En aquel ambiente frío y malsano explicaba la Eneida con toda la ciencia de un profesor alemán y toda la delicadeza de un conferenciante francés. Allí, con su pesimismo literario y moral, afligía a su oyente más aprovechado, el señor Roux, de Burdeos; allí revelaba nuevos puntos de vista, de aterradoras consecuencias; allí salieron de sus labios aquellas palabras, repetidas y famosas, que hubieran debido quedar enterradas en las lobregueces del subterráneo:

"Fragmentos de procedencias varias, engarzados malamente unos con otros, constituyen la Iliada y la Odisea. Tales son los modelos de literatura imitados por Virgilio, por Fenelón y, en general, por todos los poetas y prosistas que representan la gloria y el orgullo de todas las literaturas clásicas."

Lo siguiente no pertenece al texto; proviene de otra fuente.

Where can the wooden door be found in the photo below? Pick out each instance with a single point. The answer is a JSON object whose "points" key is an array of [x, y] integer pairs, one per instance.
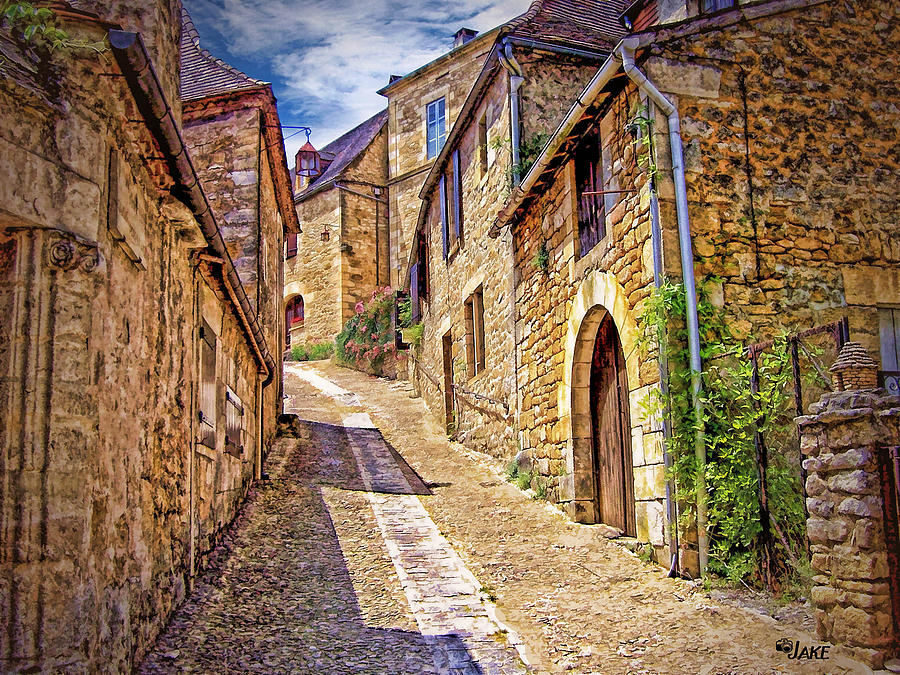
{"points": [[611, 421], [447, 345]]}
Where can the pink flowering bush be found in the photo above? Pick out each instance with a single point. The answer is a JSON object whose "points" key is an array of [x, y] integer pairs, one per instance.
{"points": [[367, 339]]}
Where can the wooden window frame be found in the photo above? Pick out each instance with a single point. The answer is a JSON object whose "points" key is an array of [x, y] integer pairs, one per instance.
{"points": [[475, 342], [208, 404], [435, 126], [234, 423]]}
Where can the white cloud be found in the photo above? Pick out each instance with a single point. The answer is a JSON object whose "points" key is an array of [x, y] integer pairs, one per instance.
{"points": [[329, 57]]}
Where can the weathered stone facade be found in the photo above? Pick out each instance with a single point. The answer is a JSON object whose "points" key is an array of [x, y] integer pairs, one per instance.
{"points": [[848, 438], [450, 76], [107, 503], [343, 251], [787, 227], [486, 405]]}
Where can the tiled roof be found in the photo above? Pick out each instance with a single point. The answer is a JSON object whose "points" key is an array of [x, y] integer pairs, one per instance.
{"points": [[202, 74], [345, 149], [585, 24]]}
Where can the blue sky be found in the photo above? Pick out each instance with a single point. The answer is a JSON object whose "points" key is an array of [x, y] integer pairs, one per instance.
{"points": [[327, 58]]}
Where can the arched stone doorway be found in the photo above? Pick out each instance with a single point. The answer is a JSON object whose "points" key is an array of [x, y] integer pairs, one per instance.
{"points": [[599, 297], [602, 423]]}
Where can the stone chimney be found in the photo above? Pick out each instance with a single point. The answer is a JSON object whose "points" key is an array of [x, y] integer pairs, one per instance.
{"points": [[462, 36]]}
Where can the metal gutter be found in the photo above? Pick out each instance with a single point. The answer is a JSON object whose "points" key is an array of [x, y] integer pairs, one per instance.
{"points": [[625, 51], [134, 60]]}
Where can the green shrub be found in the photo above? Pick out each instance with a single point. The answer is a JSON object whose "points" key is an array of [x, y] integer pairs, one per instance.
{"points": [[314, 351], [367, 340]]}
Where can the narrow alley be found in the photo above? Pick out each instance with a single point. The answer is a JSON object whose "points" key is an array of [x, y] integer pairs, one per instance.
{"points": [[378, 546]]}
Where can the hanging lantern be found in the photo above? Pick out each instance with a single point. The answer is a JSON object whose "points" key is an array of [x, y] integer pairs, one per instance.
{"points": [[308, 161]]}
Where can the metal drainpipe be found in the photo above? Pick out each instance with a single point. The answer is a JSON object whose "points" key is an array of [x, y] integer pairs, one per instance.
{"points": [[671, 513], [515, 81], [626, 51]]}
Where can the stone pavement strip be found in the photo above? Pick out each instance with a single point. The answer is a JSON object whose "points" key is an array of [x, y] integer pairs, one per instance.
{"points": [[378, 546]]}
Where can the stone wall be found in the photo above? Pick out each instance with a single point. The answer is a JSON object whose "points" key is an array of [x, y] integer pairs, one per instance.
{"points": [[802, 100], [557, 311], [450, 76], [847, 439], [315, 272], [107, 506]]}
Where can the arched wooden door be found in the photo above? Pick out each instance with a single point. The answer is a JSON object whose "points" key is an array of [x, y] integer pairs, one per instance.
{"points": [[611, 430]]}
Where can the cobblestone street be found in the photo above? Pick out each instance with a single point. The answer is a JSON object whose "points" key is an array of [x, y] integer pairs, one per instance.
{"points": [[378, 546]]}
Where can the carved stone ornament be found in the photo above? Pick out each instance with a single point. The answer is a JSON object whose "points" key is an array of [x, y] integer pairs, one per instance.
{"points": [[66, 252]]}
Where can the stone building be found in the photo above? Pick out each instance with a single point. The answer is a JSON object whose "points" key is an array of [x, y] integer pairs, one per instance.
{"points": [[341, 255], [138, 357], [461, 280], [784, 159]]}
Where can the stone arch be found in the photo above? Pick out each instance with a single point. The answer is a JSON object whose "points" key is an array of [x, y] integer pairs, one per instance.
{"points": [[597, 295]]}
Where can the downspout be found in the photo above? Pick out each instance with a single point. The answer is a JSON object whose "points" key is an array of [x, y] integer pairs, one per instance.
{"points": [[671, 513], [515, 81], [626, 51]]}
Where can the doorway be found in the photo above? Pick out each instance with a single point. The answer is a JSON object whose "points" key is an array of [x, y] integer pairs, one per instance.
{"points": [[611, 430]]}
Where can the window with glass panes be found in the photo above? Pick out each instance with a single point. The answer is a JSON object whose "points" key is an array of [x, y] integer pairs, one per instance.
{"points": [[436, 127]]}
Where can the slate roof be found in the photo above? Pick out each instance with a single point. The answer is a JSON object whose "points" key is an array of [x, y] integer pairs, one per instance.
{"points": [[202, 74], [341, 151], [584, 24]]}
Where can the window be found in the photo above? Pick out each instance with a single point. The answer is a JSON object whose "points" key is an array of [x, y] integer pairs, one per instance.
{"points": [[450, 194], [293, 312], [710, 6], [482, 145], [418, 278], [436, 127], [475, 332], [596, 186], [207, 386], [234, 423], [889, 324]]}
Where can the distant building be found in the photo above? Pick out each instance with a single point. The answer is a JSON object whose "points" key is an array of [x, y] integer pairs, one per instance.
{"points": [[140, 324], [342, 255]]}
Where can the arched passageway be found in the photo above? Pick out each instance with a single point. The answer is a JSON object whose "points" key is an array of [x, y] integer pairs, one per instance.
{"points": [[601, 422]]}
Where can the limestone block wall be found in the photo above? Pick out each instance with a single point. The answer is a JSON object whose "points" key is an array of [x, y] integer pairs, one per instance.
{"points": [[227, 152], [450, 76], [847, 440], [557, 323], [106, 504], [791, 160], [315, 272], [479, 262]]}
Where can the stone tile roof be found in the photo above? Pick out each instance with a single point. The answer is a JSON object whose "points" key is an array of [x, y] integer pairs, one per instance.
{"points": [[585, 24], [341, 151], [202, 74]]}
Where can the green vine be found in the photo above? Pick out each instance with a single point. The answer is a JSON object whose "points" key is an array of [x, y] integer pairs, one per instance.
{"points": [[733, 414], [37, 26], [641, 127], [541, 259]]}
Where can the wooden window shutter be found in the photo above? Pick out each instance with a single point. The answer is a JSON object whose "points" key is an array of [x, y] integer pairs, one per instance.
{"points": [[457, 198], [414, 292], [442, 196], [234, 423], [207, 434]]}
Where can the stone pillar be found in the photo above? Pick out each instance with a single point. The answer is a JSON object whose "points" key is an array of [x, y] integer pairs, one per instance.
{"points": [[846, 440]]}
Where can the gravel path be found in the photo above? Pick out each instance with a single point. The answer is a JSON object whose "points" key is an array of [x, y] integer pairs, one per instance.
{"points": [[378, 546]]}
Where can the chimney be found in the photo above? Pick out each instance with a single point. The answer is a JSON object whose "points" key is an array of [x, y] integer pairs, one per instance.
{"points": [[462, 36]]}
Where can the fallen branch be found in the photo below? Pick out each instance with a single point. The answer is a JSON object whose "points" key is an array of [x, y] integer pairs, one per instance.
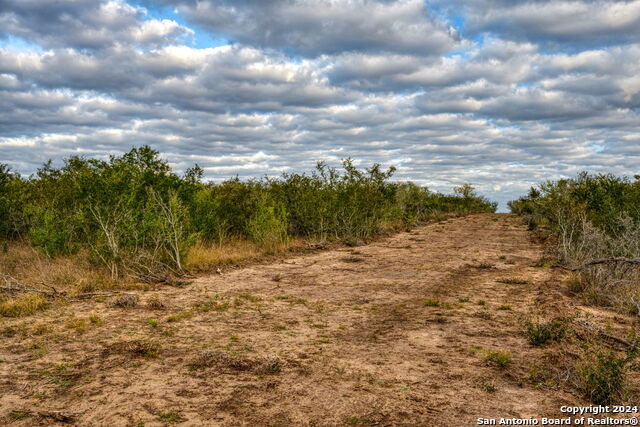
{"points": [[615, 260]]}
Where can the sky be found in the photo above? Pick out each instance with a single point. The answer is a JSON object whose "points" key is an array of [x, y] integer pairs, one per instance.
{"points": [[501, 94]]}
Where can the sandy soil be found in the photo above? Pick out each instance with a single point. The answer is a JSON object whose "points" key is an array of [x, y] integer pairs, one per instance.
{"points": [[336, 337]]}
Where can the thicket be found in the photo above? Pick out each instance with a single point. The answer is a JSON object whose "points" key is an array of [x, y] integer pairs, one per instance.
{"points": [[595, 224], [135, 216]]}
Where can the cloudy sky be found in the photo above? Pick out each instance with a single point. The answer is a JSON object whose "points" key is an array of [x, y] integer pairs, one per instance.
{"points": [[498, 93]]}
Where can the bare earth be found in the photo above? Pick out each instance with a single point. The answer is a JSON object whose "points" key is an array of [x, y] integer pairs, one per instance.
{"points": [[336, 337]]}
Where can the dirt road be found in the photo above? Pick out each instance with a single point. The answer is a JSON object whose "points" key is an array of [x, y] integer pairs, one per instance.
{"points": [[393, 333]]}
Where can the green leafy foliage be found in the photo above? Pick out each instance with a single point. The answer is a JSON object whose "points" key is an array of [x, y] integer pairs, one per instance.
{"points": [[132, 214]]}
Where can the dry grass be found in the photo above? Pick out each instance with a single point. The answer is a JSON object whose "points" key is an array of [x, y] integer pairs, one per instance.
{"points": [[72, 273], [205, 257], [23, 305]]}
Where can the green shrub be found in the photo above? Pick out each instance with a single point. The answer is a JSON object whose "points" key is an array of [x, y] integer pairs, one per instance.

El señor Bergeret no era feliz. No había recibido ninguna distinción honorífica. Es cierto que despreciaba las condecoraciones y diplomas; pero imaginaba que sería más agradable despreciarlos después de recibirlos. Viviendo completamente oscurecido, le conocían menos en su ciudad natal por sus talentos que al señor de Terremondre, autor de una Guía del viajero; que al general Milher, polígrafo notable de aquella región; menos que a su propio discípulo Alberto Roux, de Burdeos, autor de Nicea, poema en verso libre. Cierto es que despreciaba la gloria literaria, sabiendo que la fama europea de Virgilio se apoyaba en dos contrasentidos, un absurdo y un despropósito. Pero le dolía no relacionarse con escritores tales como Emilio Faguet, Renato Doumic y Jorge Pelliser, cuya manera de juzgar le parecía tan semejante a la suya. Hubiera querido conocerlos, vivir en París y frecuentar su trato; escribir como ellos, en las revistas, contradecirlos, ponerse a su nivel, sobrepujarlos. No desconocía su propia y delicada percepción intelectual, y había escrito algo, a su entender, meritorio y agradable.

Pero no era dichoso. Pobre, metido con su mujer y sus tres hijas en un tabuco, donde se disfrutaban con exceso las incomodidades e impertinencias de la vida común, entristecíale hallar sobre su escritorio un mechón de pelo y ver sus manuscritos chamuscados en los bordes por las tenacillas de rizar. No había para él en todo el mundo retiro más apacible y seguro que aquel banco del pasco, a la sombra de un olmo centenario, y el rincón de pergaminos y pastas viejas en la librería de Paillot.

Reflexionó un instante acerca de su triste condición. Luego abandonó su banco de piedra para encaminarse a su rinconcito de la librería.